Die Corona-Pandemie ist vorbei, die Menschen in Deutschland gehen wieder einem normalen Alltag nach. Doch viele Unternehmen oder Selbstständige müssen sich nach wie vor mit der weltweiten Ausnahmesituation auseinandersetzen. Recherchen von WDR, NDR und der SZ ergaben nun, dass jeder fünfte von ihnen die damals ausgezahlten Corona-Soforthilfen ganz oder teilweise zurückzahlen soll. Das berichtet "tagesschau.de".
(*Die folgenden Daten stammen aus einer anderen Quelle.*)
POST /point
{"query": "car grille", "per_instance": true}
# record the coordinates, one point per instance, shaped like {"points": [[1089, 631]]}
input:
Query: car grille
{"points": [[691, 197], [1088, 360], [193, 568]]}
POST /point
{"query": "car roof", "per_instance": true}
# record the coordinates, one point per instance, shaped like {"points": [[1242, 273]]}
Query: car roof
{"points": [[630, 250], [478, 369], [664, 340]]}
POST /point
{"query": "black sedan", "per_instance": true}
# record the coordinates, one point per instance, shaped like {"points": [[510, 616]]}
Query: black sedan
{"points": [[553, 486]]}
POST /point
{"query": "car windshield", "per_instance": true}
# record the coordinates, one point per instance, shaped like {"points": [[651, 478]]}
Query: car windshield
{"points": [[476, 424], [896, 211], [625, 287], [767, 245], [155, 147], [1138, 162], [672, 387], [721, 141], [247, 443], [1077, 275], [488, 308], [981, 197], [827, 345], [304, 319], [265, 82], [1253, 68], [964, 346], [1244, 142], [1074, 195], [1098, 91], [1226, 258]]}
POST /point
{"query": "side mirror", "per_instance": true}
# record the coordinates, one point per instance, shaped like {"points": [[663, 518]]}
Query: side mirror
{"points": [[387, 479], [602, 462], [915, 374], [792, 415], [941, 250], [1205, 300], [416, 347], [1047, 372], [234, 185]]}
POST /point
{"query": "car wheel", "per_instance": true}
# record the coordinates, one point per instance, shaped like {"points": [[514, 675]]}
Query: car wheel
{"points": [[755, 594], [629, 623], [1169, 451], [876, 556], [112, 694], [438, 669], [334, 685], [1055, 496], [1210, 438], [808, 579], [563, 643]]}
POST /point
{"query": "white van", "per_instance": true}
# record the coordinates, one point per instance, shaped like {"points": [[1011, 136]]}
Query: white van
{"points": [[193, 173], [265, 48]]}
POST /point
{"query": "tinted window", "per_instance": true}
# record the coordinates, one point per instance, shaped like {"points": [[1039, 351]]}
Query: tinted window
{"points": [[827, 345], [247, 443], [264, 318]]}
Wie viel wurde damals zu Recht ausgezahlt? Das Ministerium weiß es nicht

Im März 2020 war die Soforthilfe die erste Unterstützung der Bundesregierung für Solo-Selbstständige oder Kleinunternehmen. Denn wir erinnern uns: Einrichtungen wie Bars, Clubs oder auch Friseursalons mussten ihre Geschäfte schließen.

Insgesamt waren es laut "tagesschau.de" 13 Milliarden Euro, die an 1,8 Millionen Betroffene ausgezahlt wurden. Von den Ländern kamen demnach noch mal mehr als drei Milliarden Euro. Die Länder sollten auch die Umsetzung und Auszahlung übernehmen. Wie viel Unterstützung jeder Betroffene je erhielt, hing vom jeweiligen Bundesland ab. In Thüringen waren es beispielsweise 6.000 Euro, in NRW 10.500 Euro Soforthilfe.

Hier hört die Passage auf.